Two Months After Acquisition, Mailbox Launches Its Email Management App For The iPad

Sometimes, when a truly innovative startup is acquired by a larger company, innovation slows to a crawl. And other times, when an acquisition happens, a company gets the backup and investment it needs to keep on innovating. It seems like that latter case is true for Mailbox, which, two months after being acquired by Dropbox, is now ready to release its iPad app to the world.

Mailbox has been working on the app since well before the acquisition, testing out various form factors and iterations in an effort to get it just right. In a video interview last week, Mailbox founder Gentry Underwood showed us the app, explaining how the company reformatted its features specifically for the larger screen of the iPad. For one thing, the app works only in landscape mode, with a list of messages that have yet to be read on the left-hand side, and a preview pane so that users can read emails in full on the right.

“The iPad is an interesting design challenge,” Underwood told me. “It sits halfway between a mobile device and a laptop. Sometimes we use them like luxuriously large phones and other times we use them almost as laptop replacements.” As a result, that changes what people do with their email client.

“Our goal was to create an experience that was as fast and fluid for processing mail as you might do on a phone — so very quickly being able to go through and triage your messages like you can on Mailbox for iPhone,” he said. “But also, leaving enough real estate for those times when you might have a keyboard up… and you’re actually trying to use your iPad as you might use a laptop to actually get through messages in a more intentional way.”

The goal for Mailbox was to try to find a marriage between those situations that satisfied both conditions. To do that, Mailbox took advantage of the greater screen real estate to give users a greater view into the mail that they had to get through. It starts with landscape mode, which brings in both the ability to see which messages you have yet to read through, while also being able to view entire emails at once.

“A large number of people use these [devices] as laptop replacements, particularly people on the road a lot who want to take advantage of the lighter weight, the longer battery life, no need to plug it in during the day,” Underwood said. “For those people, we wanted to create an experience that was as good, or better, than they might find on their own laptops.”

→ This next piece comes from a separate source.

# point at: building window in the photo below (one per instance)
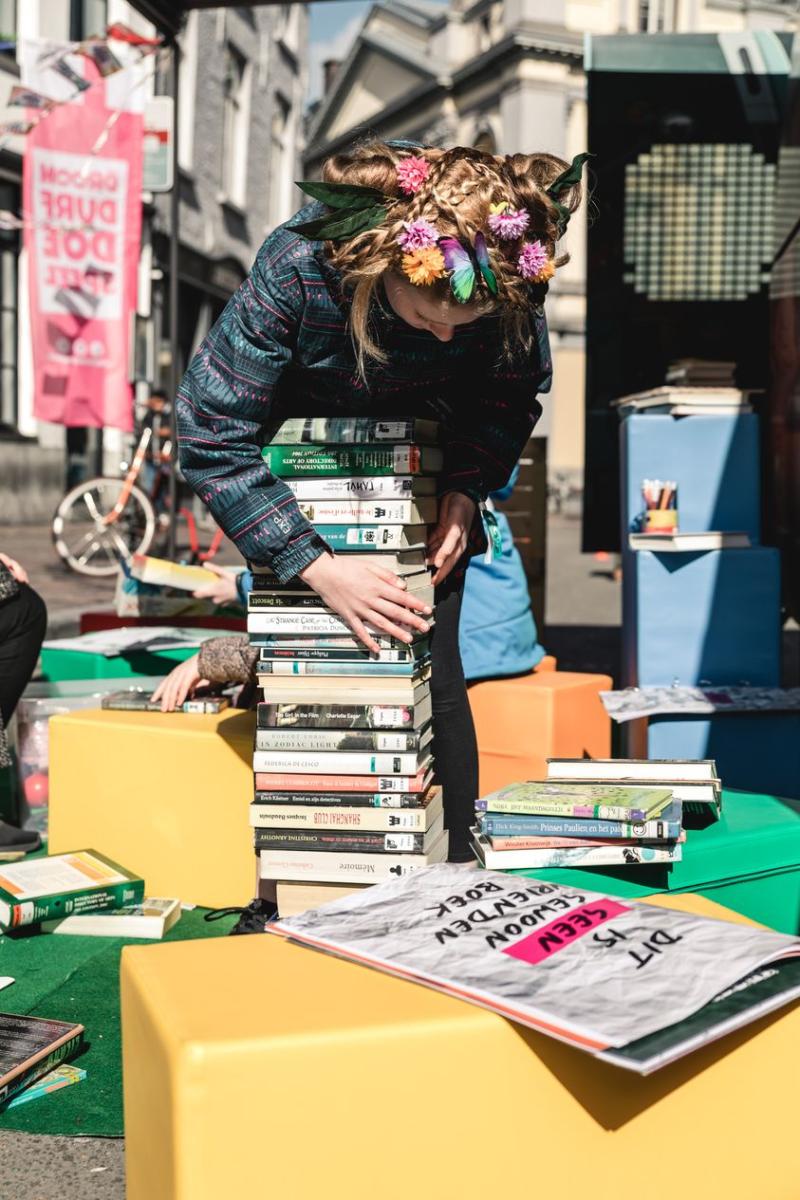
(235, 121)
(88, 18)
(280, 159)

To replicate the experience of those so-called road warriors, Underwood even went without a laptop for a while, living only with his mobile phone and tablet, as a way to “build empathy” for the mobile-only email user. While testing it for himself was helpful, Mailbox also relied on the Dropbox testing community to get feedback for the iPad app before release as well.

What the company learned was that just because it had more screen to work with, that didn’t mean it should add unnecessary clutter. Notably, next to the email list and the preview pane, Mailbox doesn’t also give a window into all of the different folders that you can pre-sort items into. Underwood said that the team had tested that out, but found the experience ultimately too busy. So, like the iPhone app, the iPad app hides the list of folders.

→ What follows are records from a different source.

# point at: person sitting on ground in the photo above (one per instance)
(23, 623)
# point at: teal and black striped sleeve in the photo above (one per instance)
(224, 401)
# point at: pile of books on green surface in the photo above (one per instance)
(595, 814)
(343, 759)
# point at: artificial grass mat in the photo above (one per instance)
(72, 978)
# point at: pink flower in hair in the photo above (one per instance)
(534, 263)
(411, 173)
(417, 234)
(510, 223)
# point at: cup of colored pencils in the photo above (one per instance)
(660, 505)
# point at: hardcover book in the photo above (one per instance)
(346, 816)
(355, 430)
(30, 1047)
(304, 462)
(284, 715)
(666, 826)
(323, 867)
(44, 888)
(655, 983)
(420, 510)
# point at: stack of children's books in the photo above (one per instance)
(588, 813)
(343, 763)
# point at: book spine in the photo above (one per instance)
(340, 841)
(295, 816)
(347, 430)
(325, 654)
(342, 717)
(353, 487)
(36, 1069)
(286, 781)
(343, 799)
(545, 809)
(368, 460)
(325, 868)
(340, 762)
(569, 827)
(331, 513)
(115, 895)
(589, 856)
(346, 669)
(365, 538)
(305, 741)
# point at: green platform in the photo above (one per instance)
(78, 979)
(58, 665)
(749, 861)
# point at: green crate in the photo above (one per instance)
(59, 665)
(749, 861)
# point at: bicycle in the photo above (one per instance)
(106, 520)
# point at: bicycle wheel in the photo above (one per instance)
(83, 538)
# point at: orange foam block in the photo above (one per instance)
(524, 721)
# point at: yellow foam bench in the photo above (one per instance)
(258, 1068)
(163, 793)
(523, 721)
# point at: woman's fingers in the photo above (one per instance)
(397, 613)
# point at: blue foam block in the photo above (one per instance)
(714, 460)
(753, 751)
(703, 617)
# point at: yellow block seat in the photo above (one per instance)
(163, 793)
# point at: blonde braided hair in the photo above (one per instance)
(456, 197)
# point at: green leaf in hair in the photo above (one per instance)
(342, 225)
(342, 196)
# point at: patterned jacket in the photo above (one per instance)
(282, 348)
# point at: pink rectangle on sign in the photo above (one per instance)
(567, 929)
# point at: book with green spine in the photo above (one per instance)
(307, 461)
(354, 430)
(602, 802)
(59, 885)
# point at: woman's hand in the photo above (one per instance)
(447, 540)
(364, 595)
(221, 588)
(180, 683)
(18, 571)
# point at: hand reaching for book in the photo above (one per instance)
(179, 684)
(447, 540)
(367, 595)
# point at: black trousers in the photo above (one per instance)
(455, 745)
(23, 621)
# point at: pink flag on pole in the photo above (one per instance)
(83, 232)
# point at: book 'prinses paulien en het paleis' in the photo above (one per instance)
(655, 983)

“We spent a fair amount of time trying to create an experience that was consistent with what people are used to today,” he said. Even so, the new app takes advantage of the bigger screen to enable longer-form composition, whether that means using the built-in touch-screen keyboard, or some sort of Bluetooth-enabled iPad accessory designed to make composing on the device even easier.

This is the first major release that Mailbox has had since its acquisition by Dropbox. Being part of the larger company means more infrastructure support, and Mailbox has hired a few new faces in engineering since the acquisition. Some of the other advantages include being able to take advantage of Dropbox’s support team, as well as its recruiting, operations, and administrative infrastructure.

While it’s great that Mailbox now has an app for iPhone and iPad, there are still other platforms for it to conquer. What comes next? Android? Desktop?

“We don’t really speak about the specific order of the future [road map], but I will say that people ask us often for an Android app. We hear often requests for a desktop app as well. We’re going as fast as we can to get Mailbox on as many device and get support for as many email providers as we can,” Underwood told me.

Great non-answer, Gentry! For all you non-iPhone or -iPad users, hold your horses while they work to get the app on more devices. In the meantime, check out the video and demo above to get a look at what you can expect from Mailbox for iPad — that is, if you haven’t downloaded it already.